Quick Heal Security Labs detected an Android Banking Trojan that targets more than 232 banking apps including those offered by Indian banks.

Android Malware

A report by Quick Heal Security Labs says, an Android malware is reportedly targeting over 232 banking apps including a few banks in India. The Trojan malware, named ‘Android.banker.A9480’, is designed to steal personal data from users.

According the the Quick Heal blog post, like most other Android banking malware, even this one is designed for stealing login credentials, hijacking SMSs, uploading contact lists and SMSs on a malicious server, displaying an overlay screen on top of legitimate apps and carrying out other such malicious activities.

Quick Heal lists the Indian banking apps that are targeted by the Android banking Trojan malware: Axis mobile, HDFC Bank MobileBanking, SBI Anywhere Personal, HDFC Bank MobileBanking LITE, iMobile by ICICI Bank, IDBI Bank GO Mobile+, Abhay by IDBI Bank Ltd, IDBI Bank GO Mobile, IDBI Bank mPassbook, Baroda mPassbook, Union Bank Mobile Banking, and Union Bank Commercial Clients.

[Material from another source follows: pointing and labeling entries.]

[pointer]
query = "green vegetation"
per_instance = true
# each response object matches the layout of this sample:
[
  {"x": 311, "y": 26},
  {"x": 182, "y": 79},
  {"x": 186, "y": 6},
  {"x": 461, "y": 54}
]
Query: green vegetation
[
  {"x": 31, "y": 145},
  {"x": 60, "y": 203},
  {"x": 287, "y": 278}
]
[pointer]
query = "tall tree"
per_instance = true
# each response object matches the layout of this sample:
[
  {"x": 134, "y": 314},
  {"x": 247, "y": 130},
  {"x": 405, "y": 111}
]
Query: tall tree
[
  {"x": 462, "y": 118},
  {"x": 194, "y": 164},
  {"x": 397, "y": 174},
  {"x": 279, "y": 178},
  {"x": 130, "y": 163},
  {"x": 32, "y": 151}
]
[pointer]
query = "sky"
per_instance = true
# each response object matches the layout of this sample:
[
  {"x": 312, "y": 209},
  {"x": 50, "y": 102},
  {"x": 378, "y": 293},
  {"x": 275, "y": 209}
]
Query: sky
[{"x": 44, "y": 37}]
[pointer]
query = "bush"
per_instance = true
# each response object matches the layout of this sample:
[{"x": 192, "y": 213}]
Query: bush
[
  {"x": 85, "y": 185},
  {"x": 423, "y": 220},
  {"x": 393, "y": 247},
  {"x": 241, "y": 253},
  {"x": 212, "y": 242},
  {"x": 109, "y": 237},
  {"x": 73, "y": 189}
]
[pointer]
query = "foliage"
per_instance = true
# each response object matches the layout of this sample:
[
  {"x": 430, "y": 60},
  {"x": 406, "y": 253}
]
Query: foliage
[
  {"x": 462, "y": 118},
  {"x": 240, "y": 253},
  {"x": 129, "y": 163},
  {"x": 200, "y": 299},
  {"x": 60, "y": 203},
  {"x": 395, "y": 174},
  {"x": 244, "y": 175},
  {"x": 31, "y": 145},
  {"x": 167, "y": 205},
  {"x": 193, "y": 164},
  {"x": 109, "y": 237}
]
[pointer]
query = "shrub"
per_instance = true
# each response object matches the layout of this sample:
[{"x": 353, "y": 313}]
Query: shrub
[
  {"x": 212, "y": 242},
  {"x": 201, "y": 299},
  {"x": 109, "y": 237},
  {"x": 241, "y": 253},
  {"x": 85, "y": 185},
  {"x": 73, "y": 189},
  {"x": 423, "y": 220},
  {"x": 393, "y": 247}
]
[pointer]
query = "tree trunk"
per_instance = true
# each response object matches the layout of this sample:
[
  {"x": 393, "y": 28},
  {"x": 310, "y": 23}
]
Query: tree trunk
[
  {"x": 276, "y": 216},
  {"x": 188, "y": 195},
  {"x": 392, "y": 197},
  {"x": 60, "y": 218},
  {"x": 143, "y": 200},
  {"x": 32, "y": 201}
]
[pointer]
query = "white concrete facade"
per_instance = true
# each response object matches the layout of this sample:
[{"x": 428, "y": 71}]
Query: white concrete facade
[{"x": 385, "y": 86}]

The Trojan malware Android.banker.A2f8a is being distributed through a fake Flash Player app on third-party stores. This is not surprising given that Adobe Flash is one of the most widely distributed products on the Internet. Because of its popularity and global install base, it is often targeted by attackers.

After installing the malicious app, it will ask the user to activate administrative rights. And even if the user denies the request or kills the process, the app will keep throwing continuous pop-ups until the user activates the admin privilege. Once this is done, the malicious app hides its icon soon after the user taps on it.

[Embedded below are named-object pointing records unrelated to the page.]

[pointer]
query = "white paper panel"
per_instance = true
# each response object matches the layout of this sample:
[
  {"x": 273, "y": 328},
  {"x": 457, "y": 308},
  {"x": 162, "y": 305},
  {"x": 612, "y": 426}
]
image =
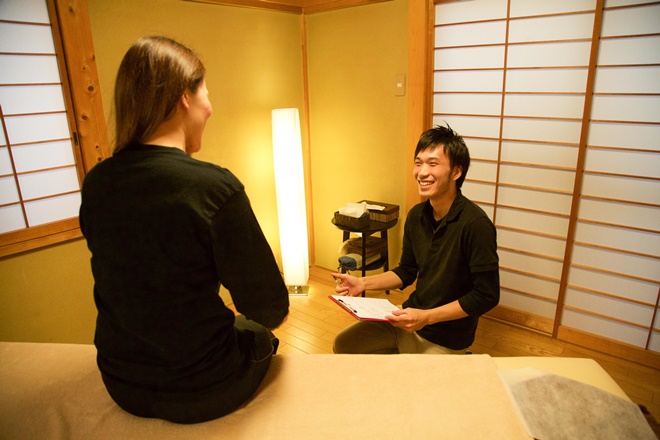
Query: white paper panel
[
  {"x": 23, "y": 38},
  {"x": 549, "y": 106},
  {"x": 606, "y": 134},
  {"x": 521, "y": 8},
  {"x": 617, "y": 262},
  {"x": 5, "y": 162},
  {"x": 626, "y": 108},
  {"x": 478, "y": 192},
  {"x": 469, "y": 58},
  {"x": 622, "y": 188},
  {"x": 8, "y": 191},
  {"x": 619, "y": 238},
  {"x": 530, "y": 221},
  {"x": 31, "y": 99},
  {"x": 470, "y": 11},
  {"x": 468, "y": 104},
  {"x": 644, "y": 217},
  {"x": 528, "y": 284},
  {"x": 485, "y": 171},
  {"x": 471, "y": 126},
  {"x": 23, "y": 129},
  {"x": 28, "y": 69},
  {"x": 54, "y": 209},
  {"x": 527, "y": 263},
  {"x": 40, "y": 156},
  {"x": 11, "y": 218},
  {"x": 605, "y": 327},
  {"x": 568, "y": 27},
  {"x": 613, "y": 284},
  {"x": 637, "y": 50},
  {"x": 532, "y": 305},
  {"x": 641, "y": 79},
  {"x": 469, "y": 81},
  {"x": 488, "y": 209},
  {"x": 538, "y": 244},
  {"x": 616, "y": 308},
  {"x": 570, "y": 54},
  {"x": 631, "y": 21},
  {"x": 542, "y": 129},
  {"x": 34, "y": 11},
  {"x": 471, "y": 34},
  {"x": 535, "y": 200},
  {"x": 566, "y": 80},
  {"x": 541, "y": 154},
  {"x": 559, "y": 180},
  {"x": 482, "y": 148},
  {"x": 632, "y": 163},
  {"x": 47, "y": 183}
]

In the background, the app carries out malicious tasks – it keeps checking the installed app on the device and particularly looks for 232 apps (banking and some cryptocurrency apps).

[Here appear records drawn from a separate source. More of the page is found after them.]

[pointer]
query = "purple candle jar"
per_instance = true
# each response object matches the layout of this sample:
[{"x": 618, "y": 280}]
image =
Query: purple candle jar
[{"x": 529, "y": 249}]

Tips to stay safe from Android Banking Trojans

  • Avoid downloading apps from third-party app stores or links provided in SMSs or emails.
  • Always keep ‘Unknown Sources’ disabled. Enabling this option allows installation of apps from unknown sources.
  • Most importantly, verify app permissions before installing any app even from official stores such as Google Play.
  • Install a reliable mobile security app that can detect and block fake and malicious apps before they can infect your device.
  • Always keep your device OS and mobile security app up-to-date.